The American legal profession and judicial system bear a unique responsibility to set and maintain the balance between defending homeland security and protecting the civil liberties outlined in the Bill of Rights. These competing interests will continue to collide as the threats to our safety grow. Exploring the most significant terrorist cases of the past two decades, Counter Terrorism Issues: Case Studies in the Courtroom presents a panoramic view of the American judiciary’s handling of domestic terrorism in the last 20 years.
Drawing extensively upon trial transcripts, witness statements, and judicial opinions, the book brings the underlying events back to life and demonstrates how the criminal justice system has sought to grapple with conflicting facts and countervailing legal rights and responsibilities.
The book examines some of the most notorious recent cases—the two attacks on the World Trade Center, the Oklahoma City bombing, and the Fort Hood massacre.
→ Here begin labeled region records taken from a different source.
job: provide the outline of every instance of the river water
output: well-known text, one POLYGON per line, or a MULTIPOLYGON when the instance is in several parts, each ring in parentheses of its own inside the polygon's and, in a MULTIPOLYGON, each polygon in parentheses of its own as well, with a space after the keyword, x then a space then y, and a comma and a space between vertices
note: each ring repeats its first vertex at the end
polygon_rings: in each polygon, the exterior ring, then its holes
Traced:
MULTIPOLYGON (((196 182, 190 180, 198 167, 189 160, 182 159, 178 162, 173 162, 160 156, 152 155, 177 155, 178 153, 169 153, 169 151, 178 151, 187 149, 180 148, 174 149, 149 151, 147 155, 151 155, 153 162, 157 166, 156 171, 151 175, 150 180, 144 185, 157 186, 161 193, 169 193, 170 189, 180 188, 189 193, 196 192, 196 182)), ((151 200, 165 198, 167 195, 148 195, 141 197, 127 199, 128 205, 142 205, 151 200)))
It also looks at lesser-known but equally important incidents, including those involving animal-rights radicals who harass university researchers and corporate executives, as well as the actions of terrorist "wannabes" who threaten our security. Also discussed are attempts by victims of terrorist attacks to sue state sponsors of terrorism.
Through the words of witnesses, judges, and the attorneys who tried these cases in America’s courtrooms, the book provides important commentary on the related back-stories and historical/political contexts of these events, enabling readers to understand the significance of these often-infamous attacks on U.S. soil.
Table of Contents
Introduction. The Fire Bell in the Night: The 1993 World Trade Center Bombing. Homegrown Terrorists: Tim McVeigh and Terry Nichols (1995). Should Zacarias Moussaoui Die for Usama Bin Laden’s Sins? (2006). It Shouldn’t Happen to a Dog? The Trial of the SHAC 7 (2006). All My Trials Soon Be Over? Sami Al-Arian (2005-2010). Victims Fight Back: The Persian Antiquities Cases (2001-2012). At the Tipping Point on the Scales of Justice: National Security v. Civil Liberties (When a U.S. Citizen Is Declared an Unlawful Enemy Combatant). Of Wanna-be’s and Bumblers: the Fort Dix Conspirators and the Underwear Bomber. Lone Madman or Freelance Jihadist? Nidal Malik and the Fort Hood Shootings (2009). The Yemeni Connection (Redux): What the Times Square Bomber Case Portends. Conclusion. Index.
James Ottavio Castagnera, J.D., Ph.D., has 30 years of broad and varied experience in law, labor relations, and risk management. He has been the director of university communication at Case Western Reserve University and a law professor at the University of Texas at Austin, the Wharton School of the University of Pennsylvania, and the Widener University School of Law. For the past 17 years, he has served as the associate provost and associate counsel for academic affairs at Rider University, where he is an associate professor of legal studies in the College of Business Administration. He has published 18 previous books, as well as numerous journal, magazine and newspaper articles, primarily on higher education and human resources law, as well as on aspects of risk management.